珍しくダンク先生を朝から見た。

 家の背後にある森に向かって、うつむいている。



「先生、なにしてんの?」

「あぁ、おはよう、ニーナ」

 ダンク先生はまだ寝巻きだった。その上にカーディガンを羽織っているけど、なんと裸足のまま。

「おはよう。なにしてんの?」

「……いいや、散歩だ」

 裸足で?

 問い詰めようとしたけど、ちょうど魔法使いが二人を見つけたので聞けなかった。



「ね、魔法使い。レオナがね、領主さまんとこに行くの。お姉さんのかわりに行くんだって。街には歌が歌える人っていないの?」

「上手に歌える人は少ないんじゃないかな。レオナのお姉さんは、どうしたの?」

「……急に、死んじゃったんだって」

「流行り病が、流行っているらしい。
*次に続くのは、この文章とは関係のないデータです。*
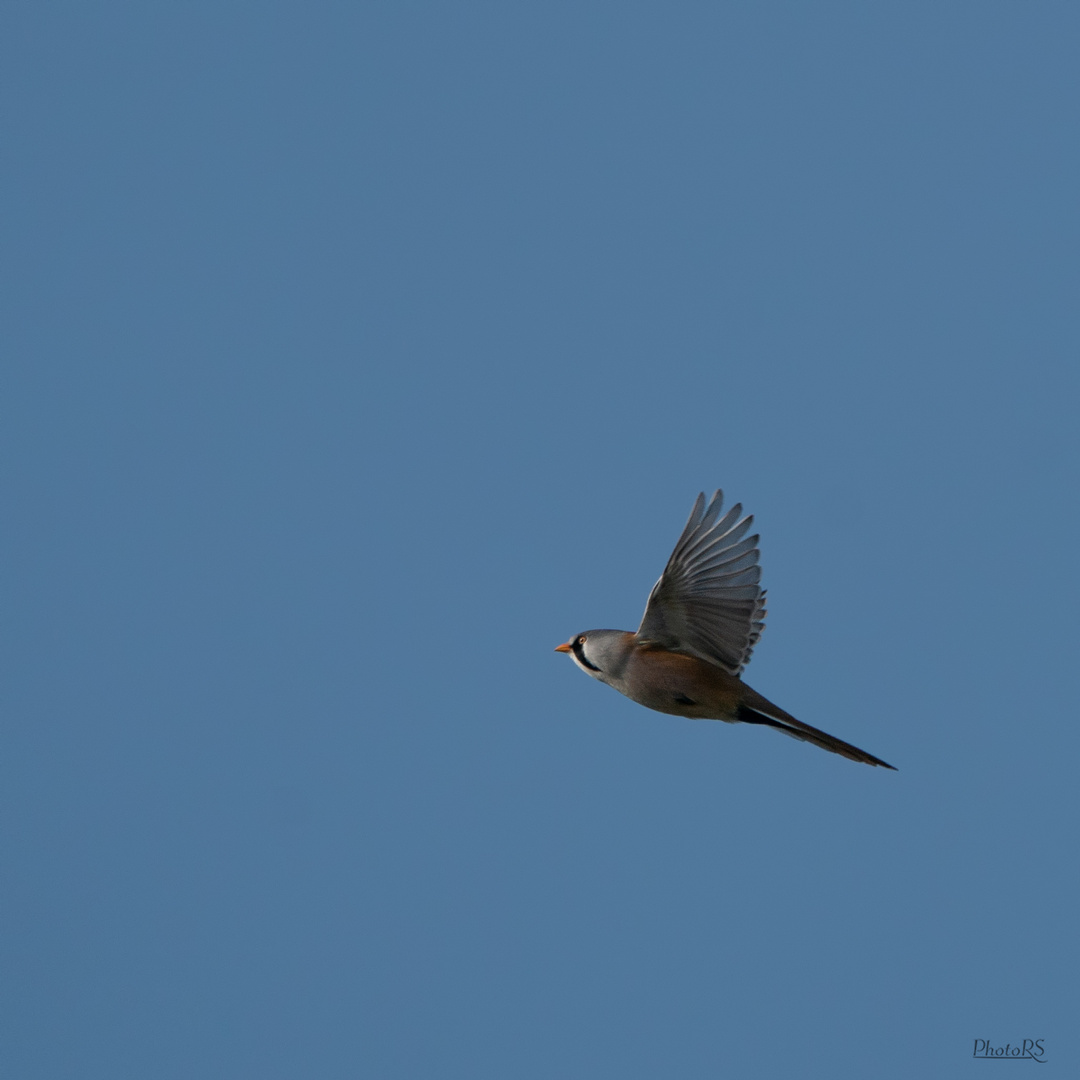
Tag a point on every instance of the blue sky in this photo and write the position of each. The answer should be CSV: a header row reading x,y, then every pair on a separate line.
x,y
359,354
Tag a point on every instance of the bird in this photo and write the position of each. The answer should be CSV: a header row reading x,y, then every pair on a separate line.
x,y
701,622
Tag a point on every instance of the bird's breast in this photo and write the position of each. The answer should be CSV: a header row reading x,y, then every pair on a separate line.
x,y
680,685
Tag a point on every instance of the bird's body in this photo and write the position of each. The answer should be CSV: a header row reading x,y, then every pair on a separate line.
x,y
703,617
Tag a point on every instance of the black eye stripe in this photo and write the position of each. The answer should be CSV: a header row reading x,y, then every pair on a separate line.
x,y
580,653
ご領主の末のお子も、亡くなられたそうだ」

 寝巻きを着替えたダンク先生が教えてくれた。

「こっちまで来るかな?」

「大丈夫。疫病なら、僕がまえもって防いでおくから」



 それでもレオナは街に行かなければならない。

 ニーナは魔法使いに頼んで刺繍を教わり、ハンカチにレオナの名前を縫った。



「ね、魔法使い。先生って、街に友だちとかいないの? いたら、レオナと仲良くしてほしいな」

「どうかな。あちこち知り合いはいるみたいだけど……」

「……ダメ、かな?」

 レオナは歌が上手いけど気が弱い。知らない街に一人で行くなんて可哀想だ。でも、レオナが行かないといけないそうだ。



「どう? ダンク」

 魔法使いはニーナの背中に向かって言った。いつの間にかニーナの背後にダンク先生がいた。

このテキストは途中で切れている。